The author/physician recognizes the mind/thyroid link and uses T3 to treat issues that are thyroid and non-thyroid related. The doctor is well regarded and I found this book to be very helpful. They might have it at your library.


----------



## McKenna (Jun 23, 2010)

Andros said:


> You have not offended me,that is for sure. And, lest I offend you; may I please use the link you provided on this board as well? I am not one to steal someone else's sails w/o asking!


Of course! I hope it helps someone.



> You might want to take a look at this book:
> http://www.amazon.com/Thyroid-Soluti...9289469&sr=8-1
> 
> The author/physician recognizes the mind/thyroid link and uses T3 to treat issues that are thyroid and non-thyroid related. The doctor is well regarded and I found this book to be very helpful. They might have it at your library.


I agree! Excellent book!


----------



## Cat1990 (Jun 9, 2011)

You aren't crazy, and neither is this site, nor the ppl on here! 
my old doctor typed in on my data that i had an "underlying anxiety disorder" and to
see an internist for other bodily problems (AFTER she treated me for awhile.!) I was pretty ticked off too. Its so be-littling to just write us off like damaged cargo. The only 
reason why Ive had anxiety was because she was purposely letting me run out of meds! and now i dont have any...yeah shes a jerk.
We totally understand, doctors can be a pain. Best of wishes to you. Listen to what
your body is telling you...you know you better than anyone. Don't let others rule your
health  !! <3 &don't give up on yourself


----------



## lainey (Aug 26, 2010)

Ummm, and I remember reading a book shortly after first being diagnosed where the author basically suggested that all the problems in the world would be solved if we would just give everyone a little thyroid medication.

Allow me to be the devil's advocate for a minute, and throw this out for ya'll to gnash on.

You have to remember that there is a stereotype for thyroid patients--the 3 F's--fat, female and forty. There is a perception that these women are whiney and demanding, and that if they would just get out and get busy at life, some of their problems would be solved.

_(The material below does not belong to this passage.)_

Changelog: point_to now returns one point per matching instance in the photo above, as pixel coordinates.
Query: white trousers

You can't blame everything on thyroid disease. As much as you would like to see it as being serious, especially from a quality of life standpoint, thyroid disease is seen as a relatively benign condition in the medical community. It is generally easy to manage, not particularly life threatening, and overall doesn't necessarily lead to many complications. Additionally, most doctors don't feel the need to micromanage a patient's levels in the way that so many in the forums like to think they need to be, leading to the patient feeling under-served.

Depression is common in the general population, for a variety of reasons. As closely as it is tied to thyroid levels, you can certainly be euthyroid and still be depressed. Adjusting your numbers add infinitum may not necessarily solve the problem, hence the tight little circle some people travel--my depression is related to my numbers, my numbers are related to my depression if I only had more thyroid medication........pfft! all the problems would disappear.

So, how can we help ourselves?

Don't be the stereotypical patient. Don't just say, "I'm tired". Be specific about how fatigue is interfering with your ability to function. Don't just say, "I can't lose weight". Say, "I'm following _______ diet and not having a lot of success. Do you have any suggestions?" Don't say, "I read on the internet that most people feel well with a TSH of _____". Say, "I see that my TSH is _______ and there is still some room in the range to go a little lower, can I try a dose increase to see if it works?"

Be compliant. Develop a relationship with your doctor. Let them see when you are feeling well and positive so that they have a frame of reference to judge when you are sick.

For some doctors, even all of the above won't work. Some of them just aren't interested, it's true. Find one that you can have a working relationship with, and then work on the relationship. You might find that it leads to the path of better care.


----------



## bigfoot (May 13, 2011)

lainey said:


> For some doctors, even all of the above won't work. Some of them just aren't interested, it's true. Find one that you can have a working relationship with, and then work on the relationship. You might find that it leads to the path of better care.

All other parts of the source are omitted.